Data from 2387 patients with T2DM (mean [standard deviation] age: 66.5  years; 52.5% female patients) who underwent teleophthalmic screening between 2010 and 2014 under the Singapore Integrated Diabetic Retinopathy Program were extracted from electronic medical records. All were referred for tertiary ophthalmic management at the Singapore National Eye Centre (SNEC). Nonadherence was defined as not attending the SNEC appointment within 6 months of the assigned appointment date. Regression analysis using traditional modified Poisson and conditional inference models was used to construct and evaluate the discriminative ability of the preliminary risk prediction model to identify nonadherent individuals.

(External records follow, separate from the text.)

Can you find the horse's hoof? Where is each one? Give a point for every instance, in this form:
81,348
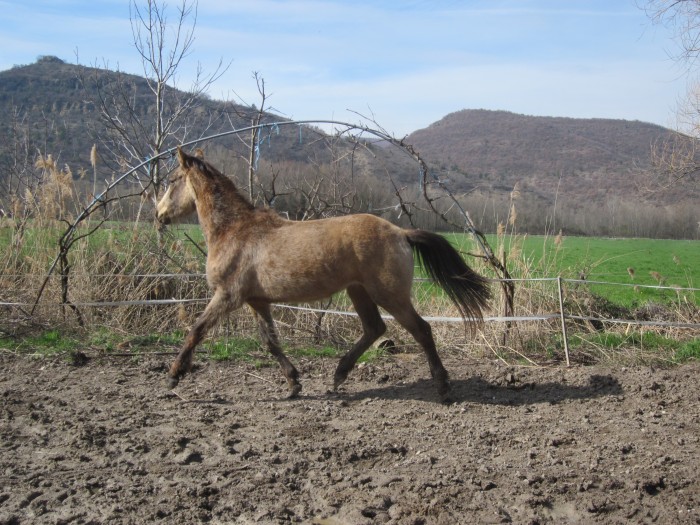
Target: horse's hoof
445,393
294,391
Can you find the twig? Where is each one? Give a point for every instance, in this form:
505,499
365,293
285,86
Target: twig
260,378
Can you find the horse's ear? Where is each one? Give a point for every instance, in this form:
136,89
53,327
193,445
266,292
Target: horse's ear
182,157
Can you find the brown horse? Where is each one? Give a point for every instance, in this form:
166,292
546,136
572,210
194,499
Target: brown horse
258,258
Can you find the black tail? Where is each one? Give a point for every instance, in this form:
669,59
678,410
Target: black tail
468,290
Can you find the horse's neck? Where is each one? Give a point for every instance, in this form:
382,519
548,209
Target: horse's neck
219,205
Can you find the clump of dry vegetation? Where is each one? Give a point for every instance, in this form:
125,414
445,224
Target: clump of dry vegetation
129,279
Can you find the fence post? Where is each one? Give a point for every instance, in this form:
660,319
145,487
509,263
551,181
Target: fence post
563,321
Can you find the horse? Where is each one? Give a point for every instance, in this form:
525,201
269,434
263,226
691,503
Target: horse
256,257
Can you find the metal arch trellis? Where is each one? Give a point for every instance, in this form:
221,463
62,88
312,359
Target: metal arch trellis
68,237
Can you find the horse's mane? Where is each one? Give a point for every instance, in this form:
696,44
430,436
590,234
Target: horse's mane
222,183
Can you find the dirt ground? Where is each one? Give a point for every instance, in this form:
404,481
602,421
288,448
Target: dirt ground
104,441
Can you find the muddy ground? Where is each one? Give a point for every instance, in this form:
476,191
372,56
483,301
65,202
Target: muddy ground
106,442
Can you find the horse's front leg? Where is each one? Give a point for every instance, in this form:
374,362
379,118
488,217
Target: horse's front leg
268,336
219,305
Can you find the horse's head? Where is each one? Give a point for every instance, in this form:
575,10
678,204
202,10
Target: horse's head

Nonadherence rates to PSOR was 12.7% (95% confidence interval, 11.4%–14.1%). In traditional multivariable models adjusted for sociodemographic, lifestyle, and ocular factors, nonadherent individuals had higher triglyceride levels and were less likely to have a referable eye condition (P < 0.05). This model was able to identify nonadherent individuals with an accuracy (area under the curve) of 84%. In contrast, the conditional inference model was able to achieve similar discriminative ability using only participants’ ocular health characteristics.
The rates of nonadherence to PSOR in Singaporean individuals with T2DM is low, with better ocular health being strongly predictive of nonadherence in our Asian population.
Our results may inform interventions to decrease nonadherence to PSOR.